Newly established highway toll gates in Zimbabwe are pulling in $1.4 million a month, the government recently announced, but unhappy motorists say most highways in the country remain riddled with dangerous potholes five months after the government started collecting fees to fund highway repairs.
Finance Minister Tendai Biti indicated in his 2010 budget statement that most of the money raised by the Zimbabwe Revenue Authority was handed over to the Zimbabwe National Road Authority for disbursement to the Department of Roads, the District Development Fund and local authorities.
Ten percent is used by the Ministry of Finance to cover administrative costs of running the 22 toll gates set up on the country's main routes last year.
VOA Studio 7 correspondent Thomas Chiripasi, who has been assessing the current state of the roads in Zimbabwe, told reporter Gibbs Dube that although the toll gates have been generating around US$350,000 a week, most of the country's main roadways are still littered with dangerous potholes.

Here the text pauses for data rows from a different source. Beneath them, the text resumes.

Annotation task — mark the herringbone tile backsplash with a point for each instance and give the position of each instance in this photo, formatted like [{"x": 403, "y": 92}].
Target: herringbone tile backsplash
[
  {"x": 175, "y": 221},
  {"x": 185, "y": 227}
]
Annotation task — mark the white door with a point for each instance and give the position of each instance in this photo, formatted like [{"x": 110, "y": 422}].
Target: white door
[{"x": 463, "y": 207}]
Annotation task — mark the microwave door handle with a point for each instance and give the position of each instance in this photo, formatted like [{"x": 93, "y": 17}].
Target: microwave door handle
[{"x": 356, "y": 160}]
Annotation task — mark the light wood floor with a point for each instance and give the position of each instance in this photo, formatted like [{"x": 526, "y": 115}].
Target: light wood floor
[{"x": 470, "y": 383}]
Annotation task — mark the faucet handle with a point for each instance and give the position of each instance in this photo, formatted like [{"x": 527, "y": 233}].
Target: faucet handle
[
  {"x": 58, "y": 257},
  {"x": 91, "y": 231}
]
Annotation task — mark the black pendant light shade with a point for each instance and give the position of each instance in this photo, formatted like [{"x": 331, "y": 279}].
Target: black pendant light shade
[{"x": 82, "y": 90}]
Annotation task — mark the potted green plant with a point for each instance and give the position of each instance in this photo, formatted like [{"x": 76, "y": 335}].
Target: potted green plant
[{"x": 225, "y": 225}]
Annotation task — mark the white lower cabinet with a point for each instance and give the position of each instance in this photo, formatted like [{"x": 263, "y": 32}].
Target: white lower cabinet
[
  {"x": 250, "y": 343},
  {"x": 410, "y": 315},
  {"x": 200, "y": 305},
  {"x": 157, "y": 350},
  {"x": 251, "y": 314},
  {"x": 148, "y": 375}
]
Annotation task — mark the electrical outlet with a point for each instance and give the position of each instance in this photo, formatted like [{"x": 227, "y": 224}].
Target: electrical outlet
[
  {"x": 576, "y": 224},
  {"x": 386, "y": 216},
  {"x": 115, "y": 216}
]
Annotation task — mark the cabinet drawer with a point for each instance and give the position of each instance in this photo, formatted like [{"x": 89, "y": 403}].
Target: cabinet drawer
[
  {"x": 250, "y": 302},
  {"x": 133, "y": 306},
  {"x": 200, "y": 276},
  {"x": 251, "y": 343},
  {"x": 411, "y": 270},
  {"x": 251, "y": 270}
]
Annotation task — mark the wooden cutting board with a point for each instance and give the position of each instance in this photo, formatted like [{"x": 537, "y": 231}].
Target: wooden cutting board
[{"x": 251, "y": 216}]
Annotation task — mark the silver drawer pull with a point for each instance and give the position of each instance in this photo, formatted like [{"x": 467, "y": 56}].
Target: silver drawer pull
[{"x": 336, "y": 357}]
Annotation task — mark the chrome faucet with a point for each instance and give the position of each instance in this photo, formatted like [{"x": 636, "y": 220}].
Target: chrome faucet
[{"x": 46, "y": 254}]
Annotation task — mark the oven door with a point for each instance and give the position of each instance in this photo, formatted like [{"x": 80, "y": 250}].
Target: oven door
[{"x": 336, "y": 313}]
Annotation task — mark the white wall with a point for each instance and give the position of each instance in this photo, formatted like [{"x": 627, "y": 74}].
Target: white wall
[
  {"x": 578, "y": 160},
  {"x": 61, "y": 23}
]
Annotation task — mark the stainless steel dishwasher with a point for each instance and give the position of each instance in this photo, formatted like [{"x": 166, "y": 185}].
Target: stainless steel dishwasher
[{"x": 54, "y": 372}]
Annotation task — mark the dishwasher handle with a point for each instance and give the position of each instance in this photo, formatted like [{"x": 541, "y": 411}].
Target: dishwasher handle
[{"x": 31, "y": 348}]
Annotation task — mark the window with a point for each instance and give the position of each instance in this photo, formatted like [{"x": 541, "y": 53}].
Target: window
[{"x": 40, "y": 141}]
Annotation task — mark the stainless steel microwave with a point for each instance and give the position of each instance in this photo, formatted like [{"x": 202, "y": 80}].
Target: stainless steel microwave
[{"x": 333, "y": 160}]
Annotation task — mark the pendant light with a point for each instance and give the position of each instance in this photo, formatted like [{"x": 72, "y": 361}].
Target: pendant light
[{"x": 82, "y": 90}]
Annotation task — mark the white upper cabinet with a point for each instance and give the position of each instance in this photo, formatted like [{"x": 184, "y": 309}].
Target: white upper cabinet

“Some motorists are furious that most roads are still in a bad state even if toll gates are generating a lot of money," correspondent Chiripasi said. "Some of these roads include the one that leads to Zvimba communal lands which is President Robert Mugabe’s rural home.”
Economist Godfrey Kanyenze of the Labor and Economic Development Institute of Zimbabwe said privatization was probably the best solution as the strapped government is likely to channel toll funds to other purposes.
“The public sector is currently the regulator, collector of the money and it is supposed to repair roads. This is a wrong concept. When things are like that, it is very easy to collect the money and use it for other purposes," he said.
“In fact, the public sector should be the regulator and then it should derogate the responsibility of collecting the money to a private sector company for roads repairs and maintenance," Kanyenze argued.
The state-controlled press has quoted ZIMRA Commissioner General Geshom Pasi as saying his officials are committed to the task of collecting revenue from the temporary toll gates, which are supposed to be in placed until the major highways in the country have been expanded to four lanes.
The urgent need for highway repairs was tragically underscored by an accident in March in which Susan Tsvangirai, wife of Prime Minister Morgan Tsvangirai, died in a collision on a particularly bad stretch of the road from Harare to Masvingo, in the southeast. That was followed by a series of accidents involving commercial buses in which scores of passengers were killed.